Historia opowiedziana w kampanii fabularnej rozgrywa się na kilka dekad przed wydarzeniami z pierwszego Homeworlda. Na pustynnej planecie będącej cmentarzyskiem kosmicznych statków roi się od pragnących się szybko wzbogacić poszukiwaczy artefaktów. Nad całością pieczę trzyma korporacja Long March Industries (LMI), czerpiąca niemałe zyski z pracy innych. Gracz wciela się w dowódcę jednej z wypraw poszukiwawczych należącej do grupy zwanej Koalicją, której flagową jednostką jest pustynny lotniskowiec Kaprisi. W trakcie tułaczki po zabójczych piaskach pustyni, przecinając wrogie terytoria, natrafiają na tajemniczy wrak gigantycznego okrętu mogącego zaprowadzić ich do unikalnego znaleziska.

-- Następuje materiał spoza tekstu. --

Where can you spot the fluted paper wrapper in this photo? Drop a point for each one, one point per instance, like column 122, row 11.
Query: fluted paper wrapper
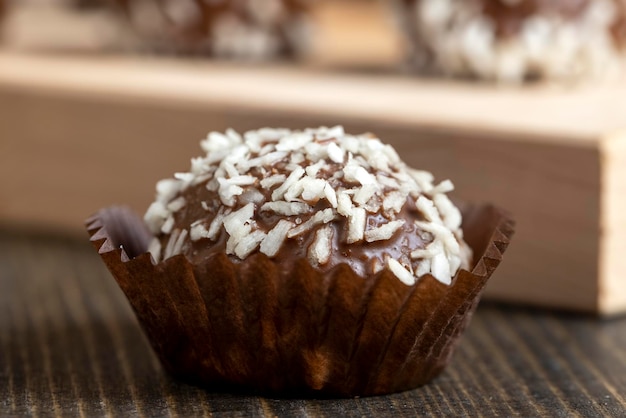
column 257, row 325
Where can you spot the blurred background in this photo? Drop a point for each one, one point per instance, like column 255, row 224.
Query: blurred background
column 520, row 103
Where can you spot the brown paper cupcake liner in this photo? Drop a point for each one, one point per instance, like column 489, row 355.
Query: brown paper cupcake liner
column 255, row 325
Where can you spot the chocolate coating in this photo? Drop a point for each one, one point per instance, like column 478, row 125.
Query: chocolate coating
column 362, row 257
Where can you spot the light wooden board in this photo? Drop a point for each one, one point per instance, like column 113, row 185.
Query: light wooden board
column 81, row 133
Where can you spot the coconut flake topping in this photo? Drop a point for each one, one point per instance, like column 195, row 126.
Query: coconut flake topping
column 312, row 178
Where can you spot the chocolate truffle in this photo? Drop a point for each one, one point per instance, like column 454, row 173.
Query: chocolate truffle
column 302, row 261
column 244, row 29
column 318, row 194
column 516, row 40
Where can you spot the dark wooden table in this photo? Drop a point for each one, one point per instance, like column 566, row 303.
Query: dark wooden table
column 70, row 346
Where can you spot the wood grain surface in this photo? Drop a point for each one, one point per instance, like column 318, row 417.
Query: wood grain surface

Opowieść snuta w Deserts of Kharak jest utrzymana w schemacie znanym z poprzednich odsłon. Mamy masę powoli odkrywanych tajemnic, wrogą frakcję depczącą nam po piętach oraz mozolną wędrówkę przez pół świata, podczas której zaglądamy w nieznane oraz niebezpieczne regiony. Zmieniła się jedynie skala tej tułaczki, która z obszaru galaktyki skurczyła się do rozmiarów jednej planety. Wydawałoby się, że taki zabieg zaszkodzi całej produkcji, jednak to bardzo mylne założenie. Wszechogarniający piasek daje wrażenie nieskończoności, zaś rozmaite artefakty, wraki, kamieniste pustynie oraz zmagania za dnia i w nocy zapewniają sporą różnorodność.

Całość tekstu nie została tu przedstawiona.